Any aspiring novelist will know that it is astoundingly hard to get a foot on the publishing ladder. Top publishing houses will only take writers who have secured representation from an agent, and top agents reject almost 99% of the approaches they receive. It’s no wonder that writers are seeking to get published online.
Traditionally, ‘vanity presses’ required the author to pay the full costs of publishing, leaving them the preserve of the rich and the vain. However the internet has changed everything, with online services ranging from massive fan-fiction platforms to webshops that print and deliver hard copies of books as and when they are ordered.
With all these possibilities, it’s unsurprising that this new market caters for a large range of different writers. Local historians whose work only appeals to a very small market; precocious teens with sprawling fantasy epics; middle-aged English graduates desperate to restart their creative flow: all are embracing the online publishing revolution.
And with the intervention of Kindle Direct Publishing, it’s now becoming possible to use the internet to turn a profit. American John Locke has caused a stir by publishing his CIA Thrillers via Kindle, and soaring up the charts. At one point last year he simultaneously held four of the top 10 spots on the Amazon/Kindle chart, and has sold over a million e-books in total. His unique selling point is price: he sells his books for just $0.99 allowing him to compete with chart-toppers such as One Day and The Girl with the Dragon Tattoo. Picking up only 35 cents per copy, his earnings are now well into six figures.
Of course, for every success story there are literally hundreds of failures. One online author told us her experiences of the industry. “Online publishing is a bit of a lottery – while there are occasional diamonds, you have to sift through thousands of books which range from a travesty to simply horrendous.” She added she was keen to make the leap across to a more conventional publishing route.
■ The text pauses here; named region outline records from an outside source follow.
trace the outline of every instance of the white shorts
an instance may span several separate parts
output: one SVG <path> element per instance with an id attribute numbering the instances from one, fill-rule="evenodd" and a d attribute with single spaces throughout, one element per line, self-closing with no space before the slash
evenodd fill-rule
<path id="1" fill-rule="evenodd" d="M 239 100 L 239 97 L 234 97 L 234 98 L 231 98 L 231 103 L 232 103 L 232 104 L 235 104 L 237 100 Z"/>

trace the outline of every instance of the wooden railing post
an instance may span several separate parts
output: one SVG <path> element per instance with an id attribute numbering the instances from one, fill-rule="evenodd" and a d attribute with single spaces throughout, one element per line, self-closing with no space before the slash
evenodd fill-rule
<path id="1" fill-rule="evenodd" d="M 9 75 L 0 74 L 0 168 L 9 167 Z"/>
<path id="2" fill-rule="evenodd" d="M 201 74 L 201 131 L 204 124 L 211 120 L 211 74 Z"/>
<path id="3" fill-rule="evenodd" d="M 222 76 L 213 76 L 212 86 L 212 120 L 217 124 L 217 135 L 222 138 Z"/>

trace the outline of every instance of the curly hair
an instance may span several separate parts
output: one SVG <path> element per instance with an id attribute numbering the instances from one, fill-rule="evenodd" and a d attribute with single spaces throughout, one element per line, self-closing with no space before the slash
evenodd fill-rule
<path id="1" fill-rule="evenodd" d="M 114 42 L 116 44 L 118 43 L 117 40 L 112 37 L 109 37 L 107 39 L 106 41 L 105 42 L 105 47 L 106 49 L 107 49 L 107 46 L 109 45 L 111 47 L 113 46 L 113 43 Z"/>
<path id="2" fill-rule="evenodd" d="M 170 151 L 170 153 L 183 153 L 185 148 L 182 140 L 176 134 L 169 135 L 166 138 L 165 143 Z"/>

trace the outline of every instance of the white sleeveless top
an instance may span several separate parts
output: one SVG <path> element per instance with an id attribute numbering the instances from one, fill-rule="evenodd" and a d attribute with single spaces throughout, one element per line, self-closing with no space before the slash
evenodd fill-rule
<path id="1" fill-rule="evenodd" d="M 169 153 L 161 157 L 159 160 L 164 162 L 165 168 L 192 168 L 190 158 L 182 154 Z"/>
Clearly big publishing houses have a prestige, and there is certainly still a sense that self-publishing is a second-best option for those who would otherwise be in a reject pile. Nonetheless in a literary marketplace that is often criticised for becoming increasingly generic, maybe breaking the traditional publishing mould might not be such a bad thing. Who knows, maybe somewhere amongst the Draco/Ginny shippers is the next J.K. Rowling.